Per tutti i primi cinquant’anni dalla fine della seconda guerra mondiale il mondo è vissuto pericolosamente sull’orlo di un nuovo conflitto. Incombeva la divisione ideologica che contrapponeva l’Occidente all’Oriente, l’uno alfiere di democrazia e capitalismo, l’altro di dittatura e comunismo. Con la caduta del muro di Berlino si era infine pensato che finalmente il globo intero si sarebbe pacificato nel nome della democrazia e della crescita economica. Il 24 febbraio scorso è suonata la sveglia. Ci siamo resi conto che la storia non è affatto finita con il trionfo della libera competizione economica e della pacifica convivenza tra i popoli. È rispuntato il fantasma della guerra che sta ridisegnando due campi in lotta tra loro (ancora una volta, Occidente vs Oriente), non più però su base ideologica, bensì su base politica: patriottismo democratico vs nazionalismo imperialista. Ne sono risultate sconvolte anche le coordinate con cui la politica guarda il mondo.

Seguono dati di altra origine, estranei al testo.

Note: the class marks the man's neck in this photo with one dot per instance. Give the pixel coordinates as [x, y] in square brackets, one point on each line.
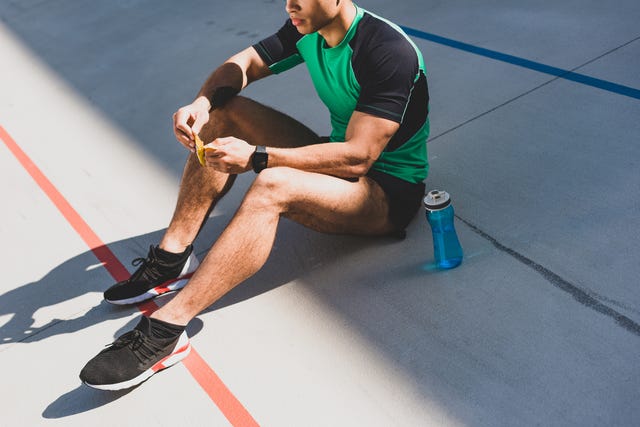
[334, 33]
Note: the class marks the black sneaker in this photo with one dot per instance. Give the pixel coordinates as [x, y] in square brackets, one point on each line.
[133, 358]
[154, 277]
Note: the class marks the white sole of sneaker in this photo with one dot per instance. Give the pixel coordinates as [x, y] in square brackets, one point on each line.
[169, 286]
[181, 350]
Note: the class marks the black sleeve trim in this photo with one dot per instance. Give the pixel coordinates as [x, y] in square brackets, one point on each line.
[280, 45]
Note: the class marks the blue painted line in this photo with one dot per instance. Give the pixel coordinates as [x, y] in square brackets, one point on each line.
[525, 63]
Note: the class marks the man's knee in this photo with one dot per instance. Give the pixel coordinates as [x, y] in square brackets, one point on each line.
[270, 190]
[226, 120]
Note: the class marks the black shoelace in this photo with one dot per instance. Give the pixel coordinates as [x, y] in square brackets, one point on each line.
[149, 268]
[142, 347]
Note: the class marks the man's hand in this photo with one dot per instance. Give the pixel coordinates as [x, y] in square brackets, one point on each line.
[189, 120]
[229, 155]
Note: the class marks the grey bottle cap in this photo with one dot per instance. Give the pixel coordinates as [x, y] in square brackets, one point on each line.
[436, 200]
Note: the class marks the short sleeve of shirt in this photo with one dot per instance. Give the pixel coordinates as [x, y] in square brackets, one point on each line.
[386, 74]
[279, 50]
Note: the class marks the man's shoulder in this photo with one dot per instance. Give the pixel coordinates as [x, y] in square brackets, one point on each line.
[374, 30]
[379, 41]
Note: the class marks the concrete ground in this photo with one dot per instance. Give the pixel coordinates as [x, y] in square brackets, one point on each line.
[535, 133]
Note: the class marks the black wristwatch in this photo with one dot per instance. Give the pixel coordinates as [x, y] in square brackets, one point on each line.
[259, 159]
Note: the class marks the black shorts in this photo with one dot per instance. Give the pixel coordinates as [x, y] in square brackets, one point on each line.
[405, 198]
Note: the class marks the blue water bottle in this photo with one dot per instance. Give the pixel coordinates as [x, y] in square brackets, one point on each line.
[446, 246]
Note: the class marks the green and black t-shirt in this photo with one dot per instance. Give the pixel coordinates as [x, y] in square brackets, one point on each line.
[377, 70]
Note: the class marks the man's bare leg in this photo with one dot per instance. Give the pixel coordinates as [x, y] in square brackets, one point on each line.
[201, 187]
[317, 201]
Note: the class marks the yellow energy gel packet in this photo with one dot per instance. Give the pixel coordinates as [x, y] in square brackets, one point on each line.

Fino a ieri l’imperialismo era per definizione a stelle e strisce. Ora si scopre che c’è un imperialismo ben più incombente e devastante. Ha i colori bianco, blu e rosso della bandiera russa. La nazione che la sinistra italiana ha a lungo considerato la patria dell’internazionalismo e l’avanguardia della lotta di liberazione dallo sfruttamento è diventato la centrale del nazionalismo e dell’autocrazia. La riapparizione della guerra guerreggiata ha fatto scattare l’allarme. Se è vero che la guerra è la continuazione della politica con altri mezzi, a questi mezzi - le armi - bisogna ricorrere per non soccombere. Di colpo, tutti i contrasti che hanno arenato il cammino dell’Europa verso una reale unità politica, se non sono svaniti, si sono almeno silenziati. La Ue ha invitato i suoi partner a stanziare d’ora in avanti almeno il 2% del loro bilancio alla voce armamenti. E gli armamenti non sono solo materiale bellico. Sono anche conquista di un’autonomia energetica e salvaguardia dei settori strategici dell’economia in modo da liberarla da servitù straniere.

Altra novità. L’incubo della guerra sta togliendo la terra sotto i piedi a sovranismo e populismo. Non ognuno per sé, ma «tutti per uno» è la nuova parola d’ordine che si sente risuonare per tutta Europa. Gli stessi Paesi del Gruppo di Visegrad (Ungheria, Polonia, Repubblica Ceca, Slovacchia) gelosi custodi della propria autonomia, di fronte al pericolo di un’invasione russa, sono diventati i più fervorosi sostenitori di un’attiva solidarietà comunitaria in aiuto all’Ucraina. Infine, se è vero - com’è vero - che la libertà non è gratis, ci sono da mettere in conto le ricadute che necessariamente si sconteranno sul piano economico e sociale all’interno di ogni Paese e che già fanno sentire i loro morsi. Inflazione, austerity, abbandono del deficit spending (spesa pubblica a debito), ridimensionamento del welfare state: parole che da un trentennio erano scomparse dal vocabolario politico hanno già fatto capolino minacciose. Inflazione significa erosione del potere d’acquisto e, senza tutele, il salario nominale si impoverisce. Trasferimento di ricchezza comporta conflittualità sociale, la conflittualità sociale tensioni politiche. Si delinea un nuovo, inedito scenario. La politica non potrà non tenerne conto.